Fitting this model to interphase data for individual nuclei gave similar values for the
three extracted parameters whether initial distribution was assumed to be
heterogenous or homogenous (Figure S2).
3.2.1) Generation of images of single nuclei.
In order to construct input protein distribution images for parameter extraction, all
prebleach images of a single nucleus (250) were averaged and used to threshold the
region of the nucleus in the total image. This region was selected to define the nucleus
within the average image of 2s before photobleaching. Due to the speed of scanning, it
was not feasible to image the entire nucleus.
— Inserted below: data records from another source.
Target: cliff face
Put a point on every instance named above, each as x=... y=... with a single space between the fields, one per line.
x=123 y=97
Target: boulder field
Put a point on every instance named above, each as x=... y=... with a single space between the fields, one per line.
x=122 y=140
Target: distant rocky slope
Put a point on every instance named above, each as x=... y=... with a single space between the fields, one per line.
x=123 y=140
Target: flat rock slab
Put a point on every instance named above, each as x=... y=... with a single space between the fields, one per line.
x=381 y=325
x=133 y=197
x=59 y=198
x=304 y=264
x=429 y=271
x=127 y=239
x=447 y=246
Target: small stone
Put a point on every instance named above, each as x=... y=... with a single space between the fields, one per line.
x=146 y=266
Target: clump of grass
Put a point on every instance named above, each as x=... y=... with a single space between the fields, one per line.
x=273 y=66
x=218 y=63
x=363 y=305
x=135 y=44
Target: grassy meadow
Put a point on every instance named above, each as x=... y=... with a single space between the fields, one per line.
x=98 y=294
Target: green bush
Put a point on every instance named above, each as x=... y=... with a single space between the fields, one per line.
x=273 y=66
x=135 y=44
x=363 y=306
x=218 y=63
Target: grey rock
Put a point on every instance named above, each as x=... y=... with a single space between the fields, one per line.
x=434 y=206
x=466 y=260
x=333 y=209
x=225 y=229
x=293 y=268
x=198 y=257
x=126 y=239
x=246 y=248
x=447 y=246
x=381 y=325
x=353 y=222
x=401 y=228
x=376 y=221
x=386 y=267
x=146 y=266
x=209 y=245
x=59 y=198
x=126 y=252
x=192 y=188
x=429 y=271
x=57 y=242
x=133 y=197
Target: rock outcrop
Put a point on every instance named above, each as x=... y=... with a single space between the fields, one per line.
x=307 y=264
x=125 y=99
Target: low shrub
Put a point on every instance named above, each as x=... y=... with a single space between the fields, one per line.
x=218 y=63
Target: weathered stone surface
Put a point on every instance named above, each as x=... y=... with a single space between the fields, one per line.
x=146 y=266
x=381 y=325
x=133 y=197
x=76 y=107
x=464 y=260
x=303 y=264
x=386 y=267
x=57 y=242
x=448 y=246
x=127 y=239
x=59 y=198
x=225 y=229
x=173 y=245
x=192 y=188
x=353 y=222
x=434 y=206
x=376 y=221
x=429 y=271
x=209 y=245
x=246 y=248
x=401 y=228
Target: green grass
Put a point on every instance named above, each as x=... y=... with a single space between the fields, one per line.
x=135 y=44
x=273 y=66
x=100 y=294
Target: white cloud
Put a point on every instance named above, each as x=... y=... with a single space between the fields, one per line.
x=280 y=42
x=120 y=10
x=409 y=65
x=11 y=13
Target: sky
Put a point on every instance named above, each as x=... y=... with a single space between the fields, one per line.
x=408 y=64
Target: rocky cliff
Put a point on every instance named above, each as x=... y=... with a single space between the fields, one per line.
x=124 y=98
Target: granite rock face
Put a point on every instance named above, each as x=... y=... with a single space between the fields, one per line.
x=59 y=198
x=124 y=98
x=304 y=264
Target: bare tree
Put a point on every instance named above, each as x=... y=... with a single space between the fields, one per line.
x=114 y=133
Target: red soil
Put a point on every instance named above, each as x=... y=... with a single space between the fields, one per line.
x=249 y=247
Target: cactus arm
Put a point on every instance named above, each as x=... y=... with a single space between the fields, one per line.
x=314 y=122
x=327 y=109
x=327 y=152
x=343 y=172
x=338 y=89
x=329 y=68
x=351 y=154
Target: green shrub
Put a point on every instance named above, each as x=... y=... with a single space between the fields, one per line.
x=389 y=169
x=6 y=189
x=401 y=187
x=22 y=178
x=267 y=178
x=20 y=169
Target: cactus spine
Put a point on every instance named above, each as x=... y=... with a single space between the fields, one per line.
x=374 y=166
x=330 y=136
The shape of NB and SOP nuclei
approximates well to a circle, thus the initial binding site distribution in the entire
nucleus was reconstructed from the image of the "equatorial" region, covering
approximately 2/3 of the nucleus. On the resulting image a circle of radius RM (model
nucleus radius calculated as described in (Mueller et al. 2008) with adaptation as
described in 2.1 above) was defined with the bleach region centered. This image was
used to give the initial distribution of binding sites in the nucleus. In order to produce
the first postbleach image, a bleach pattern with parameters describing the bleach
spot profile was calculated from the experimental data (Mueller et al. 2008) and was
superimposed on the prebleach image. Matlab files for image processing are available
on request.
3.2.2) Extraction of kinetic parameters from FRAP data, taking non
homogeneous protein distribution into account.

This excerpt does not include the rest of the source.